The key objective of this work was to develop, deliver, and support the intelligent mixed-initiative science activity planning tool MAPGEN for ground operations during the Mars Exploration Rover mission. The work was done in collaboration with other members of the MER planning tool team, as well as a number of MER mission team members at JPL. The MAPGEN tool is designed to assist scientists and engineers to build science activity plans that accomplish as much science as possible while satisfying resource limitations and operational constraints. The tool allows users to visualize a current plan, modify it while constraints are actively enforced, request assistance from an automated planning algorithm, and get explanatory information about the plan. The core objective of this task, in particular, was to complete the development of the tool, deliver it to the mission, and support its use during the mission. This support involved both hands-on support during operations, and software update support as needed. For additional information, see: http://www.arc.nasa.gov/exploringtheuniverse-mapgen.cfm
Looking beyond the MER mission operations, the goal is to then build on the techniques developed for MAPGEN and the experience gained in the MER participation, to bring automated reasoning to future mission support applications and to other space related applications, such as on-board rover automation.
Software Engineering
- Verification and Validation
RIACS Contributors: Dimitra Giannakopoulou, Charles Pecheur, Willem Visser
The main objective of this task in verification and validation (V&V) is to improve the reliability of software developed at NASA, which in turn will reduce the risk of mission failure. A second (and often equally important) goal is to improve software development by employing techniques from theoretical computer science, specifically Formal Methods, to reduce software development costs.

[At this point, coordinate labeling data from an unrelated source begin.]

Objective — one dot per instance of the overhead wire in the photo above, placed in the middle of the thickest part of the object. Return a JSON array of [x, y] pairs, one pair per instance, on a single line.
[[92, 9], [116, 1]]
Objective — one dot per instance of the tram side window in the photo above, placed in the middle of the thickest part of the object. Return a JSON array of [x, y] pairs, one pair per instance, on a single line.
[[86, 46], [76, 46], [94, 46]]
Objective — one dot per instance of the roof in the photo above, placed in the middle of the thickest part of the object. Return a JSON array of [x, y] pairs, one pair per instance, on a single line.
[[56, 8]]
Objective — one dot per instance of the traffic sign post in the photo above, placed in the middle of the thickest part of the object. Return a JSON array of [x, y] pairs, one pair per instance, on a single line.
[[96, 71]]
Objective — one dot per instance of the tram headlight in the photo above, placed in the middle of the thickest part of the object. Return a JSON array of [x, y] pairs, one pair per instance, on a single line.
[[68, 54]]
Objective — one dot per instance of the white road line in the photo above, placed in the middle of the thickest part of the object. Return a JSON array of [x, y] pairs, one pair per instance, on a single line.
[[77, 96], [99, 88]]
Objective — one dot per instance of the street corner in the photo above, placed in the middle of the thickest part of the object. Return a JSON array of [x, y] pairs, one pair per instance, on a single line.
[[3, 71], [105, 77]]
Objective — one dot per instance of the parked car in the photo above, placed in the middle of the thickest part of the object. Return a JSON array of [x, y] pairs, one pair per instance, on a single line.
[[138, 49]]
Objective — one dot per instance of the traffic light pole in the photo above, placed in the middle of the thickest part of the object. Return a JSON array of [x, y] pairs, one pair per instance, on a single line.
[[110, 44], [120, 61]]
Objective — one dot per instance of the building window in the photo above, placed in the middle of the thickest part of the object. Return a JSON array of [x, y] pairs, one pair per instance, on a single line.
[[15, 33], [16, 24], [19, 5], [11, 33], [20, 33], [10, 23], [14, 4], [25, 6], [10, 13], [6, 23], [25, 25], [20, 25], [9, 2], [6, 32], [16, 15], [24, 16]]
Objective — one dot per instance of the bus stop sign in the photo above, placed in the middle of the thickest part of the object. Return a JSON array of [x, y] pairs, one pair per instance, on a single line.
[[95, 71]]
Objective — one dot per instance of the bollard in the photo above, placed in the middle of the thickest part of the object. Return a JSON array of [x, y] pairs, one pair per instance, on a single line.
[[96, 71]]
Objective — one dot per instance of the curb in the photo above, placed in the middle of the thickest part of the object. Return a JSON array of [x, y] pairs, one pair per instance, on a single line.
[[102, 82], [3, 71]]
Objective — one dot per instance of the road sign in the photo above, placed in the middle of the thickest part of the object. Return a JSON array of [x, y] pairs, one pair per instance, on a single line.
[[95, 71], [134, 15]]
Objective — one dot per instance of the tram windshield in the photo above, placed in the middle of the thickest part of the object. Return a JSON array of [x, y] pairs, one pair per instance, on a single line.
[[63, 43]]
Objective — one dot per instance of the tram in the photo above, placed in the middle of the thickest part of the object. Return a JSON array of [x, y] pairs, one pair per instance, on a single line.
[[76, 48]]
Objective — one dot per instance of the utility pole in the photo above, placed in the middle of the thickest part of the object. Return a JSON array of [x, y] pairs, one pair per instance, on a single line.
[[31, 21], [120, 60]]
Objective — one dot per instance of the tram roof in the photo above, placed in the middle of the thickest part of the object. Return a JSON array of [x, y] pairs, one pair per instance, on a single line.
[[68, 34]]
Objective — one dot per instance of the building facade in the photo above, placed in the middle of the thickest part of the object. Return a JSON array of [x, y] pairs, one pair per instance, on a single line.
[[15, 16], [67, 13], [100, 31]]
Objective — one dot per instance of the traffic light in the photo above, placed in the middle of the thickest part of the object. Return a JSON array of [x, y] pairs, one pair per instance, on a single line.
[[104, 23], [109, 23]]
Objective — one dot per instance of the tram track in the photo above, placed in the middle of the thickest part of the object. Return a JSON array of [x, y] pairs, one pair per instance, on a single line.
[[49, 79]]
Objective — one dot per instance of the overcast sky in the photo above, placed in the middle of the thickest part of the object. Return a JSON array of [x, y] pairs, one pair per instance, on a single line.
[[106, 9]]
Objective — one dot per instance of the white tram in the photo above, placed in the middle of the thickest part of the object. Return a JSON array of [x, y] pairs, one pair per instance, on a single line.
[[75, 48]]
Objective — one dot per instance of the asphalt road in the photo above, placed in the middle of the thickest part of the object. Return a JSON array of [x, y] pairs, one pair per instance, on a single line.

In order to accomplish these goals, the group is investigating the use of model checking to automatically analyze either software already in use at NASA, or new systems under development. Specifically, they are analyzing autonomous systems currently being developed at NASA Ames and JPL on both the architectural and code level as well as avionics software systems for both space flight and commercial aviation.
Under this task, the group has been one of the pioneering research groups applying model checking to real software - a field that has been flourishing the last couple of years. Some of their most notable successes have been finding errors in the Remote Agent autonomous system before and after its space flight (as part of NASA’s Deep-Space 1 mission) and rediscovering a known problem in the DEOS real-time operating system used in certain business aircraft. In both cases they applied model checking directly to the code for these systems, hence showing the viability of this approach.
- Automated Software Synthesis
RIACS Contributors: Bernd Fischer, Julian Richardson, Johann, Schumann
The main focus of this research task is the development of advanced program synthesis tools for the automatic generation of reliable, high-quality code from a high-level specification. From a user’s point of view, such a synthesis system can be seen as a very smart compiler. In this task, synthesis tools and approaches for several NASA-relevant domains, such as science data-analysis, spacecraft and aircraft state-estimation are developed, as are techniques, which facilitate the certification of the generated code.
Visiting Staff:
- Tomas Bures, MCT summer intern
- Jeff Green, QSS intern
- Joe Hendrix, MCT summer intern
- Eugen Nistor, MCT summer intern
- Christos Sofronis, MCT summer intern
- Amber Telfer, MCT summer intern
Project Description:
AutoBayes: Automatic Synthesis of Data Analysis Programs
AutoBayes is an automatic program synthesis system for the data analysis domain. It can compile a high-level statistical model describing an analysis problem into a custom algorithm design and then further down into a fully documented program (currently C and C++) implementing that design. The system is intended to automate the application of known algorithmic principles in novel contexts; it provides much more flexibility than a fixed code repository and allows the fully automatic implementation of efficient new algorithms. AutoBayes uses a schema-based approach to program synthesis that combines aspects of Bayesian networks, automated theorem proving, symbolic-algebraic computation and generic programming.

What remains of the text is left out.